After a filling meal of amazing happy hour sushi at Stingray, we walk into Lulu. S. starts pointing out tops, bottoms, and sports bras that would fit best, work well with running, etc. 

I'm pouting. Squeezing into spandex in a badly lit store is the last thing on my to-do list for the night. 


The perky, happy, helpful employee writes my name on the dressing room chalkboard. Seeing my name written down in girly cursive, I am now suddenly feeling committed a dressing room full of expensive stretchy fabric.


Not my butt. Lululemon Speed Shorts
So...I try on the first pair of shorts. No way - not even stepping out of the dressing room to show S. Why do I feel so gross? Why do women beat themselves up so much sometimes?


Second pair of shorts. These are a little less tight, but still short! Admittedly, I love them. they are perfect for running. But WHY does Lulu have such horrible lighting?! Or maybe I am just hormonal. But I feel gross in them. S's eyes light up. "Those look amazing on you. Seriously - you have to get those". I grimace and pout. Tell him I feel huge. the sales girl and S. trade looks of disbelief and the rolling eyes commence. Yes, I'm definitely hormonal, because now that just makes me mad. He's not agreeing with me that I look huge. (what is my problem??)

So, I agree to one pair of shorts (loose shorts) and a pair of cropped running pants (which I LOVE).

Cool back zipper pocket for keys etc

I say no to the sports bra. It's too expensive. I can find cheaper at Nordstroms Rack, I say.


S. looks at me like I'm crazy. "I have never had to fight so much with a woman to buy her things. I pick out 5 things, we leave with 2. I'm trying to convince you to spend my money?"

And I'm wondering how this is a bad thing?

I quickly realize I need to snap out of it. Temporarily hormonally imbalanced or not - no excuse not to be grateful and happy. I have been blessed with so much... Realizing that is just the first step of showing gratitude. Actions come next. Commence big hugs and kisses... so sappy. I know. 

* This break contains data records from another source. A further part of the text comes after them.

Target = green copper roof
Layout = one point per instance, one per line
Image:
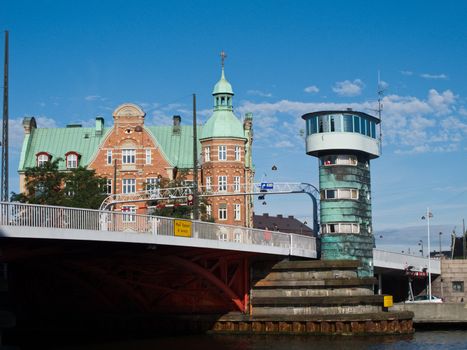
(223, 124)
(177, 147)
(59, 141)
(222, 86)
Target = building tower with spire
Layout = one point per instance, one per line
(226, 151)
(344, 142)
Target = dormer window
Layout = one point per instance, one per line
(71, 160)
(42, 158)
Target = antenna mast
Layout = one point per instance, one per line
(4, 187)
(380, 92)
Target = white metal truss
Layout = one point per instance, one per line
(260, 189)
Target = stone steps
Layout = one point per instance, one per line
(314, 288)
(303, 292)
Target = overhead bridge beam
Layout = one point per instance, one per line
(254, 189)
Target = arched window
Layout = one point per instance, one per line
(42, 158)
(71, 160)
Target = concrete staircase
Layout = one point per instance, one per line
(325, 287)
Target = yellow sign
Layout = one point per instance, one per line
(182, 228)
(388, 301)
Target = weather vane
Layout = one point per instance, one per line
(223, 57)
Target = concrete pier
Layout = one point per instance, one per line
(435, 313)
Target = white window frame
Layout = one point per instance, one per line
(236, 183)
(237, 212)
(208, 183)
(238, 150)
(340, 227)
(222, 183)
(72, 161)
(128, 156)
(108, 186)
(148, 156)
(129, 213)
(152, 183)
(222, 152)
(109, 158)
(222, 213)
(340, 160)
(129, 185)
(42, 159)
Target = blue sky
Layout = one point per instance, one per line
(74, 60)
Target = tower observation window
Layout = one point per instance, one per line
(340, 227)
(348, 123)
(339, 160)
(340, 193)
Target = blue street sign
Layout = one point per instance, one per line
(267, 185)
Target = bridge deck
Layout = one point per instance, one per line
(49, 222)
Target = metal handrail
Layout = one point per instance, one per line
(34, 215)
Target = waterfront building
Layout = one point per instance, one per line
(344, 142)
(134, 157)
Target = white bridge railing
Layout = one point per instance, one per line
(40, 216)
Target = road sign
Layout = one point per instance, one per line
(267, 185)
(182, 228)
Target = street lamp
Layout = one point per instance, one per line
(427, 218)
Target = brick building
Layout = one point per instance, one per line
(133, 156)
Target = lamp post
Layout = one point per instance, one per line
(427, 218)
(440, 244)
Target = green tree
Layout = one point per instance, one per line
(43, 185)
(83, 189)
(46, 184)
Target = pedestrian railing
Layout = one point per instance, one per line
(31, 215)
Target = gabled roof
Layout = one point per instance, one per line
(223, 124)
(176, 147)
(57, 142)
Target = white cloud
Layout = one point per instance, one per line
(95, 98)
(348, 88)
(383, 84)
(259, 93)
(284, 144)
(312, 89)
(433, 76)
(410, 124)
(443, 102)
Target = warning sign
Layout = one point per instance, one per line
(182, 228)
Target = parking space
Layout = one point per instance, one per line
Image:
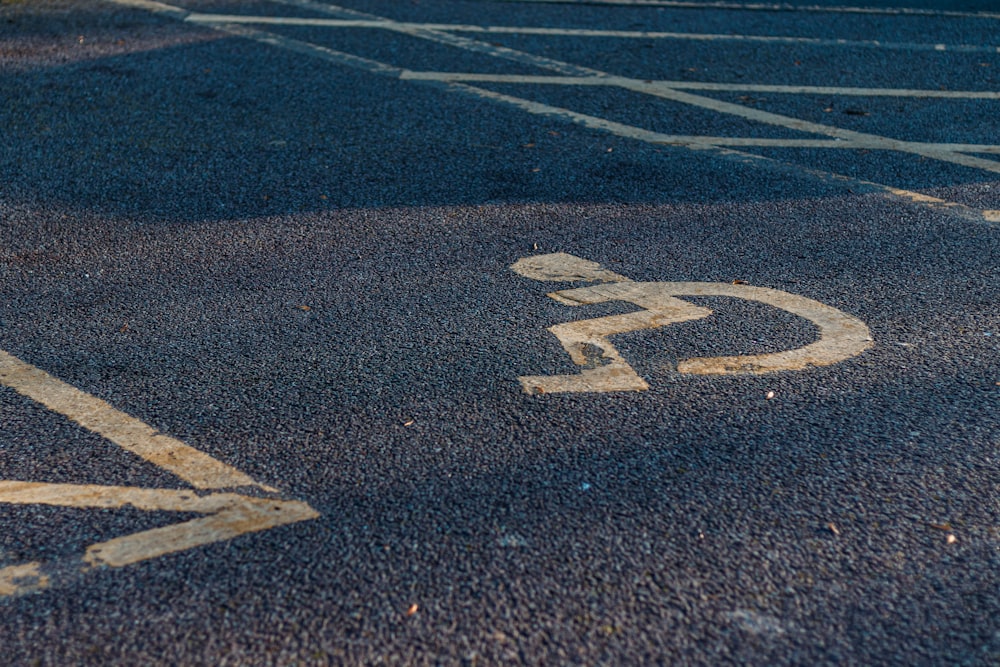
(475, 332)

So who wants to run with me now?!



Comments

M. said…
ha ha. We REALLY are the same. I've had a few conversations like that with M. Although, you are super tiny... I hate when you feel disgusting though, can't get around that at certain times. Enjoy lulu!! xx
S said…
What a great story Amy. Pretty accurate, but lacks the facial expressions, pouty lips and shrugging shoulders. It was all worth it though. You look amazing and I am glad you are NOW happy with your new workout clothes.
I did learn something and when we shop again, I will pay more attention.